It is obvious from the definition that your MRB constant emerges from an alternating series. Any partial sum has an equivalent behavior (in the following I am using not tens of thousands of terms but just the first 100 terms - as a proof of concept):

(* first 100 terms of the series: *)    
m100 = Table[N[(-1)^k (k^(1/k) - 1), 200], {k, 1, 100}];
(* partial sums of the series *)
am100 = Accumulate@m100;
ListPlot[am100, GridLines -> Automatic]

enter image description here

This is a typical situation where a Shanks transformation seems promising:

shanks[ac_List] := 
 Table[(ac[[n + 1]] ac[[n - 1]] - ac[[n]]^2)/(ac[[n + 1]] + ac[[n - 1]] - 2 ac[[n]]), {n, 2, Length[ac] - 1}]

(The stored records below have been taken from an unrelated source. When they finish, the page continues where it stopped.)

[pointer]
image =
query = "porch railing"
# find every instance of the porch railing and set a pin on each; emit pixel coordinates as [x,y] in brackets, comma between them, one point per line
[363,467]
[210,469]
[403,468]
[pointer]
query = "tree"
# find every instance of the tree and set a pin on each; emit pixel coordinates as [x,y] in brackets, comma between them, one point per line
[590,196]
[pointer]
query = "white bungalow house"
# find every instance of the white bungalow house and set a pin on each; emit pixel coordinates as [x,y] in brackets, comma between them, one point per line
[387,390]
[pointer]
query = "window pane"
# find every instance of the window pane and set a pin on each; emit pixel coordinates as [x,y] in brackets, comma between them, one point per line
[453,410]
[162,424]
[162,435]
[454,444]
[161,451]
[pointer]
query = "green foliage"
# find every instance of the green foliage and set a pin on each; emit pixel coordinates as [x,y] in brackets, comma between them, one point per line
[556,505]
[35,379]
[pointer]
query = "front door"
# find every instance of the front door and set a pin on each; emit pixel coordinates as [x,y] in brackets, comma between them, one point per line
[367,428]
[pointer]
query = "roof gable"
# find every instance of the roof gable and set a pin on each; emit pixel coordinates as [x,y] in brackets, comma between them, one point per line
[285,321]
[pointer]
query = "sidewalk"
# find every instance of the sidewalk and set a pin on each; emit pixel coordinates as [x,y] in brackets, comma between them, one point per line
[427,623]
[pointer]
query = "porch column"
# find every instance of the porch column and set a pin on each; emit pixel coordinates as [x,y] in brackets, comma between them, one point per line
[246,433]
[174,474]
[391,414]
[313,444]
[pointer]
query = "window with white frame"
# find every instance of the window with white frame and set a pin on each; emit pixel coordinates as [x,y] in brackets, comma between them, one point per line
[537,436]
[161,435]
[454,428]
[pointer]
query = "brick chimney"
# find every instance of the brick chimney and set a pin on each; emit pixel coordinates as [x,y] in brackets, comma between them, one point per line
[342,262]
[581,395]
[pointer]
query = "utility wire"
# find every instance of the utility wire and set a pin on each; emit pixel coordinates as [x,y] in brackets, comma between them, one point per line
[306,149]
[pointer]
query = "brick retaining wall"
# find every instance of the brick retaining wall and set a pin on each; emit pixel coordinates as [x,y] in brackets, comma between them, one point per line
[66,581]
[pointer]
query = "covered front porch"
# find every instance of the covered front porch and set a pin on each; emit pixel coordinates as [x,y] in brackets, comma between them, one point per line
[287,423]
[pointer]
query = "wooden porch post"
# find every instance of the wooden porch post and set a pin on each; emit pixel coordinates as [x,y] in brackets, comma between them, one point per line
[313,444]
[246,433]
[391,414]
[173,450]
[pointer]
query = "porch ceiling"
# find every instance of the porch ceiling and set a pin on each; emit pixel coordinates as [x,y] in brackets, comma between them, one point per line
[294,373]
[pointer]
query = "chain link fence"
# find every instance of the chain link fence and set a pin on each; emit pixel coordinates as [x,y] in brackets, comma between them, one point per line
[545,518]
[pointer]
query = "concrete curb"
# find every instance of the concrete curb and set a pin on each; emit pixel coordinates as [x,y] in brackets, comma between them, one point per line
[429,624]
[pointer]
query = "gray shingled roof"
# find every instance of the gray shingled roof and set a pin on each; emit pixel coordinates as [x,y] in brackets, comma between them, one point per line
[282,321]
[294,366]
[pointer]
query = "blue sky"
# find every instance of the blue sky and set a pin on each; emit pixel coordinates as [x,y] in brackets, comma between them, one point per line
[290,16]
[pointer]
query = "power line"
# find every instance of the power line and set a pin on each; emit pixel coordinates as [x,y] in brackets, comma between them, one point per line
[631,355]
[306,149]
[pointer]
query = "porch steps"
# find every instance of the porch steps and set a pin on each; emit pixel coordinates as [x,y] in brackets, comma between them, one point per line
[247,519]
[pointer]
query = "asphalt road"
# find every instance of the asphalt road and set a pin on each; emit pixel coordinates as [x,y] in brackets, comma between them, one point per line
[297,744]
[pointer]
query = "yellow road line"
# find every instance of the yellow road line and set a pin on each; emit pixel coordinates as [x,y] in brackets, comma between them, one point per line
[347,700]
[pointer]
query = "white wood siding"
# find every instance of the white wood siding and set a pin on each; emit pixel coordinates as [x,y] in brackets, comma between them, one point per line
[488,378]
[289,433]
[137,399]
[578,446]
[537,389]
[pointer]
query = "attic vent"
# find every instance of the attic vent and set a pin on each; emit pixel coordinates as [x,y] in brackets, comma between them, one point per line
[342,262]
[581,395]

which already leads to a huge improvement:

enter image description here

The nice thing about Shanks transformation is that it can be applied iteratively, leading to further improvements, e.g.:

sac = NestList[shanks, am100, 7];

The difference between the last and the second last term can be regarded as a measure of the error. What we finally get is:

enter image description here

Doing these calculations is just a matter of milliseconds.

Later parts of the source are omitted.